ESTRATÉGIAS PARA CONFRONTAR E SUPERAR O RACISMO
Referências bíblicas :
Efésios 2, 8-10
Filipenses 2, 12-13
OBJETIVO:
OFERECER ALGUMAS ESTRATÉGIAS PARA AJUDAR AS IGREJAS A SUPERAREM O RACISMO
As igrejas afirmam sua vocação "para responder ao evangelho do amor de Deus em Cristo e de vivificar seu Discipulado em culto e missão" reconhecendo que a igreja existe para:
• Incrementar a consciência da presença de Deus e celebrar o amor de Deus.
• Ajudar as pessoas a crescerem e aprenderem como cristãos por meio de apoio e cuidado recíprocos.
• Ser bons vizinhos para com pessoas em necessidade e desafiar o racismo e a injustiça na vida cotidiana.
• Reconhecer a diversidade e a diferença como dádivas da criação de Deus.
• Reconhecer que Deus pode mudar tanto as pessoas quanto as situações que envolvem racismo.
As ações empreendidas pelas igrejas para promover a justiça racial deveriam incluir:
• Encorajar a confissão pública e o mea-culpa por perpetuar o racismo, como parte do papel profético das igrejas.
- Alguns exemplos de como as igrejas têm abordado confissões públicas e mea-culpa serão tratados em futura publicação. Esses atos precisam ser acompanhados de ações específicas para corrigir a situação e evidenciar uma mudança de coração e o compromisso com a transformação.
• Redirecionar as ações da igreja para a reconstrução de comunidades multirraciais e multiétnicas implica desenvolver:
- Estudos e seminários, ou pesquisar estudos já realizados, que abordem e valorizem a situação e a contribuição de diferentes grupos raciais e étnicos que formam a comunidade da igreja. Este seria um primeiro passo para adquirir o conhecimento sobre a realidade do racismo, a fim de desenvolver ações específicas para a comunidade.
- Pesquisas e estudos que mostrem e valorizem a contribuição dos diferentes grupos raciais e étnicos para a missão e a evangelização das igrejas, em níveis local, nacional e internacional.
- Estudos bíblicos e sermões que enfatizem perspectivas multirraciais e multiétnicas bem como a dádiva de Deus que é a diversidade dos povos.
• Identificar e eliminar a discriminação ilegal direta e indireta por meio de:
- Oficinas e treinamento para pessoas da terceira idade, colaboradores, presbíteros, professores de escola dominical, pastores, equipes de organizações eclesiais, etc. para a conscientização sobre o racismo na igreja e na sociedade, a fim de ajudar as pessoas a entender a história do racismo na igreja e como ele influencia suas práticas e condutas.

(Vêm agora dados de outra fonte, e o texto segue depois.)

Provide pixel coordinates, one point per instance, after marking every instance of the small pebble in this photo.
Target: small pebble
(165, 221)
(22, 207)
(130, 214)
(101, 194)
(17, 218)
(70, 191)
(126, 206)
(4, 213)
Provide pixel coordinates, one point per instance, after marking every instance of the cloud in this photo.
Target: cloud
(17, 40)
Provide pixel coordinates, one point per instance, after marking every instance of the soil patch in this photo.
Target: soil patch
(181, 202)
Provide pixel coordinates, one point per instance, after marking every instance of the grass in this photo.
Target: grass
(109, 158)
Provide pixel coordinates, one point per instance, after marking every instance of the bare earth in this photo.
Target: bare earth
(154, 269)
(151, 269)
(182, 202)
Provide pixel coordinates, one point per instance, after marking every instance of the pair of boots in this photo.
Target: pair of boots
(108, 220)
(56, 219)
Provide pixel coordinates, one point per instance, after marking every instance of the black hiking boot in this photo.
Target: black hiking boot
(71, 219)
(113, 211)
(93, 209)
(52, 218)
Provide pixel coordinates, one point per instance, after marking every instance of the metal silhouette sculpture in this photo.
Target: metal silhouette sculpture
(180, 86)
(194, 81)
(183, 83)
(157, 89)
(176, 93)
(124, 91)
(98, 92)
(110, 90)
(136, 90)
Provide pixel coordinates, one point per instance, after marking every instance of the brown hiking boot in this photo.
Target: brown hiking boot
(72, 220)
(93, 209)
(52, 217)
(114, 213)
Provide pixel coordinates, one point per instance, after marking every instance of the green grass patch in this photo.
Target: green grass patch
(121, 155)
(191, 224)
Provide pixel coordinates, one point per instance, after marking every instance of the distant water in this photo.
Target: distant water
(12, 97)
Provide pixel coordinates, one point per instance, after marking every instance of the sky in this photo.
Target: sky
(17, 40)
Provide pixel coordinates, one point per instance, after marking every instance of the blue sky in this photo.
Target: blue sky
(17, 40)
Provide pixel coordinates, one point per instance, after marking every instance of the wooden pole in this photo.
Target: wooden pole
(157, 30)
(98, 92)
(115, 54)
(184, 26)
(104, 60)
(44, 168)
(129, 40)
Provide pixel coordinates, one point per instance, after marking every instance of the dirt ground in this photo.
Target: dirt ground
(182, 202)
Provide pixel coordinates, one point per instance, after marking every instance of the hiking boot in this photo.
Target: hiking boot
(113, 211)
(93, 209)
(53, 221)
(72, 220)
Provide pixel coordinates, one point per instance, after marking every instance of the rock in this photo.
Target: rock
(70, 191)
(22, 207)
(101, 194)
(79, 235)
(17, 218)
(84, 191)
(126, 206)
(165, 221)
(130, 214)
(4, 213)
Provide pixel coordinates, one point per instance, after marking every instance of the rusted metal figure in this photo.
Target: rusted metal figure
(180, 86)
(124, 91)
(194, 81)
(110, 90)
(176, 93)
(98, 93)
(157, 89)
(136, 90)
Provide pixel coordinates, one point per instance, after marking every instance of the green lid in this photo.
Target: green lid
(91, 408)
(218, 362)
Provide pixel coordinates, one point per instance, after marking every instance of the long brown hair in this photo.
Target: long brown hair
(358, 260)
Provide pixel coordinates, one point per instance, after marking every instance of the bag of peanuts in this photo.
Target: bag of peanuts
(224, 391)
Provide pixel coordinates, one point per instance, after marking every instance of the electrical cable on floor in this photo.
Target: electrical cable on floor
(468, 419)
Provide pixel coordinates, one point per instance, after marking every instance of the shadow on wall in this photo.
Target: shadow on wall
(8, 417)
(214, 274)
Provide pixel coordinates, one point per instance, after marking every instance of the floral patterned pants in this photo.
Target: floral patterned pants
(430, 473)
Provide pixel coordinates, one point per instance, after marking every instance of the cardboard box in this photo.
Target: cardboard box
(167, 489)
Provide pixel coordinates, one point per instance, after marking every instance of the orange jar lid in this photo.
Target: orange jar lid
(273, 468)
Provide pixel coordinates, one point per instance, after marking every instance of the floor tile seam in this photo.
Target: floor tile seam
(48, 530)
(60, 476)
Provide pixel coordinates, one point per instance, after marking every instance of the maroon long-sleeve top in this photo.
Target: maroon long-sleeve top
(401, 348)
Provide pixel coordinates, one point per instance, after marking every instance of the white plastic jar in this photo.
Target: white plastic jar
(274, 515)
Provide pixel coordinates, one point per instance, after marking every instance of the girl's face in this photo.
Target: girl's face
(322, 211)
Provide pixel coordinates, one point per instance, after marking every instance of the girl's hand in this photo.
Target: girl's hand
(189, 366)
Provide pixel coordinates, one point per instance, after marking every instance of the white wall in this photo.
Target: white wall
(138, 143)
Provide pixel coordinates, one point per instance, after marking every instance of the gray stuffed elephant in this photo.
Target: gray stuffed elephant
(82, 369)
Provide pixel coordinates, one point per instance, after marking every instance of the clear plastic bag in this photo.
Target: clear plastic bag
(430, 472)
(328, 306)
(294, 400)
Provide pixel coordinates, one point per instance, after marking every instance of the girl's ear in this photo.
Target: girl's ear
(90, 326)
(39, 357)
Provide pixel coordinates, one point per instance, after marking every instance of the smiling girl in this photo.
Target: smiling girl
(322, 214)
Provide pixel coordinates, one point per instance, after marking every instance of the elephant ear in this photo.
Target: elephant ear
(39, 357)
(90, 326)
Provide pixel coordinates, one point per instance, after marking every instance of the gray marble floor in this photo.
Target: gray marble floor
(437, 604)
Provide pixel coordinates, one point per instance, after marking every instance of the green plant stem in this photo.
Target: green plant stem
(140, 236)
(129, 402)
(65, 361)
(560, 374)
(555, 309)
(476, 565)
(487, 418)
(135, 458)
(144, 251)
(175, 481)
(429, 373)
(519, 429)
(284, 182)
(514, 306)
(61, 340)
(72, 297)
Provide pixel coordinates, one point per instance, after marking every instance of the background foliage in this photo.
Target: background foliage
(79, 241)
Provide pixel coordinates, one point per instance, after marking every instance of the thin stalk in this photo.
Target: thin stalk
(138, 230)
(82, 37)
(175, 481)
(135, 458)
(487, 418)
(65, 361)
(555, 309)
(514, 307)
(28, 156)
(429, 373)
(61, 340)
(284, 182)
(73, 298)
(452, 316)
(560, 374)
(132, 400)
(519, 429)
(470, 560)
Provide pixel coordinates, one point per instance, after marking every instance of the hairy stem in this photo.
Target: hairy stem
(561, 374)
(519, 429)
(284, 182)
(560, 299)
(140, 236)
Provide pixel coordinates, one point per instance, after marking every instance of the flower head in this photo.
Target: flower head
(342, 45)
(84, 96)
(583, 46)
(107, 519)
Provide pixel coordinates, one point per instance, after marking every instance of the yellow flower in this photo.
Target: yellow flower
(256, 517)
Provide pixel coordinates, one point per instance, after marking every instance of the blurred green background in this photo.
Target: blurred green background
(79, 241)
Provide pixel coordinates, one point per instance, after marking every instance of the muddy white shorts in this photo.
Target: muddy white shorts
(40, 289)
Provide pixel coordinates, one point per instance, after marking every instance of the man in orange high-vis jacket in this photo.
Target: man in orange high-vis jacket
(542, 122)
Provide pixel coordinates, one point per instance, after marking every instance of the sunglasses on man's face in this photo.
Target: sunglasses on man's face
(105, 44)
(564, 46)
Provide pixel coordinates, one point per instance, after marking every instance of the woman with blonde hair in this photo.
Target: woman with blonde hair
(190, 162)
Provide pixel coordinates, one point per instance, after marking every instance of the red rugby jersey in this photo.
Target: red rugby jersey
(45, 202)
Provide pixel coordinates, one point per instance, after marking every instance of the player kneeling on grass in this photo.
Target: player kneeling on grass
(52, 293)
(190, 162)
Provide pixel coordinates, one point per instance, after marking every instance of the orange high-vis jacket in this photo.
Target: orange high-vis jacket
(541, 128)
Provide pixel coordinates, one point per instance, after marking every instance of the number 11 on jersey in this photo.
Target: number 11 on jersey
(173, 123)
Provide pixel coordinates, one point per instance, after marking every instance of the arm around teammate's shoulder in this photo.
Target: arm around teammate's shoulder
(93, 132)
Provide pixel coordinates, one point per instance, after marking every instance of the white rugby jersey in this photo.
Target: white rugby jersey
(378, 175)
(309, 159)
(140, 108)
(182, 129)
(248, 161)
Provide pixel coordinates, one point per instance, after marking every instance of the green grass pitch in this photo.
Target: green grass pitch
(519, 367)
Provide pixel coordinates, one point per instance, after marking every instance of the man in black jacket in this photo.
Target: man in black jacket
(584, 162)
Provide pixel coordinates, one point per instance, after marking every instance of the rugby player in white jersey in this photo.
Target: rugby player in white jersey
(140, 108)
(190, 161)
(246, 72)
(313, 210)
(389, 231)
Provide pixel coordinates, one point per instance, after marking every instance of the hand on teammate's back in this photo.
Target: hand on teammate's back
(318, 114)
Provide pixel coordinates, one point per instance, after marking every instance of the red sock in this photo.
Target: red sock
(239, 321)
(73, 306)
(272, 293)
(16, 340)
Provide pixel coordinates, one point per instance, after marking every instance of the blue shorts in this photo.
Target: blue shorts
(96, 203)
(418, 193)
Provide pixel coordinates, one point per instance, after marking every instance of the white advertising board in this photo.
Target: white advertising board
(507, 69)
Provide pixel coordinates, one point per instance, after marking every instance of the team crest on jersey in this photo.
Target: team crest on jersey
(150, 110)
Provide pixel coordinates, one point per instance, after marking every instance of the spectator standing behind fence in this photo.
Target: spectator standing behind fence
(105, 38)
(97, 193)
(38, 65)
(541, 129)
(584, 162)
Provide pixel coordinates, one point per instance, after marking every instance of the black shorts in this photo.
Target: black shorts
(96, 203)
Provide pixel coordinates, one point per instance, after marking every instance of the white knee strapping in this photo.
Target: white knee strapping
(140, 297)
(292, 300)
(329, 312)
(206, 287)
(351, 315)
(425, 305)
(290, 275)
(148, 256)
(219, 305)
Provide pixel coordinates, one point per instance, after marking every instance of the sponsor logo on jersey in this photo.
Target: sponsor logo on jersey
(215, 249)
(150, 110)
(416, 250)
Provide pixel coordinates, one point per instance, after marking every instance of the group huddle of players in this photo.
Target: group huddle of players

• Enfrentar e remover o racismo institucional e práticas racistas por meio de:
- Elaboração de projetos especiais com a participação de grupos em posição desfavorável por razões raciais e étnicas na comunidade, para avaliar como oportunidades de emprego, posições de decisão e de liderança geral estão distribuídas na comunidade e em suas instituições. Com base nos resultados, elaborar estratégias e ações específicas de correção, promovendo a igualdade de oportunidade e tratamento e trabalhando na direção do objetivo de igualdade plena.
• Promover boas relações interraciais entre membros de diferentes comunidades e grupos étnicos, culturais e religiosos por meio de:
- Iniciativas que facilitem o encontro e procurem fortalecer relações entre pessoas de diferentes grupos raciais e étnicos, sejam eles membros de uma comunidade eclesial ou trabalhadores estrangeiros, refugiados e postulantes a asilo no país.
• Aceitar, reconhecer e valorizar outras teologias para ajudar a entender a nós mesmos, a outros e a Deus.
- Comunidades eclesiais podem facilitar encontros de estudos focalizando teologias como a feminista, da libertação, etc., a fim de sensibilizar pessoas nas congregações e contribuir para seu desenvolvimento espiritual e sua compreensão das relações humanas e das relações com Deus.
• Proporcionar espaço para expressões litúrgicas diversas
- Encorajando a participação de diferentes grupos raciais e étnicos no culto e ajudando a elaborar expressões litúrgicas, materiais, cantos, orações etc.
- Facilitando a análise destinada a eliminar pressupostos racistas nos materiais da escola dominical, nos símbolos e rituais utilizados no culto e na liturgia.